The basement membrane toolkit: Looking outside the cell
Basement membranes are an ancient form of extracellular matrix that assemble as thin, dense sheets that underlie most tissues. Basement membranes regulate numerous cellular and tissue functions, and basement membrane dysregulation is a hallmark of many cancers and a driver of tumor progression. Despite their importance, we know little about how basement membranes are uniquely constructed, how they grow, how they turnover, and how they regulate so many cell and tissue properties.
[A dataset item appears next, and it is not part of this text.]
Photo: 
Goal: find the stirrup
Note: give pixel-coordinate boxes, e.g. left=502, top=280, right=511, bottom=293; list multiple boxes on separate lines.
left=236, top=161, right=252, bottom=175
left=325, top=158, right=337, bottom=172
C. elegans is a powerful model to understand basement membrane function, as it has single genes encoding most basement membrane matrix components and receptors. We have used CRISPR/Cas-9 genome editing to create a basement membrane toolkit, where we have knocked genes encoding fluorescent proteins into all major basement membrane matrix components (18 genes) and receptors (13 genes). I will present a brief overview of how we are using the basement membrane toolkit to elucidate how basement membranes are constructed, how they grow, and the dynamic nature of basement membranes, including diverse turnover rates of basement membrane components (seconds to hours). Finally, I will discuss how the toolkit is revealing specialized, non-sheet functions for basement membrane proteins, such as linking neighboring tissues together and constructing stem cell niches.
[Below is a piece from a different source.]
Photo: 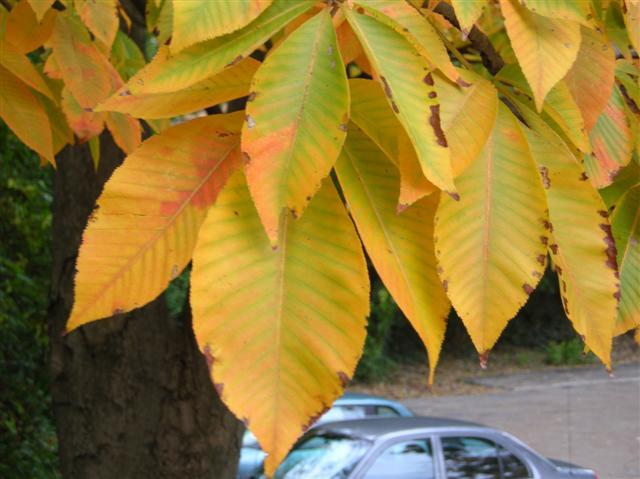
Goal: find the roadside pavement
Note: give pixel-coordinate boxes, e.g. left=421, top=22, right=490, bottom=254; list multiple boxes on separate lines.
left=403, top=362, right=640, bottom=479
David Sherwood, Ph.D., grew up in Champaign, Illinois, and spent summers backpacking in the Wind River Range of Wyoming. He graduated from Illinois Wesleyan University (with a year in Durham, England) in 1990. He received his Ph.D. in the lab of David McClay, Ph.D., from Duke University Department of Biology in 1997, where his thesis work identified and determined the function of the sea urchin Notch receptor. Dave carried out his postdoctoral work in the lab of Paul Sternberg, Ph.D. at the California Institute of Technology, where he was trained in C. elegans genetics and cell biology. He joined the faculty at Duke University in 2005, where he is now a Professor of Biology, Co-Director of the Regeneration Next Initiative for Regenerative Biology, Director of the Development and Stem Cell Biology Program, and Co-Director of the Embryology Course in at the Marine Biological Laboratory in Woods Hole, Massachusetts. His research focuses on elucidating cell-extracellular matrix interactions that occur during cell invasion, stem cell niche formation, and tissue formation, growth and regeneration.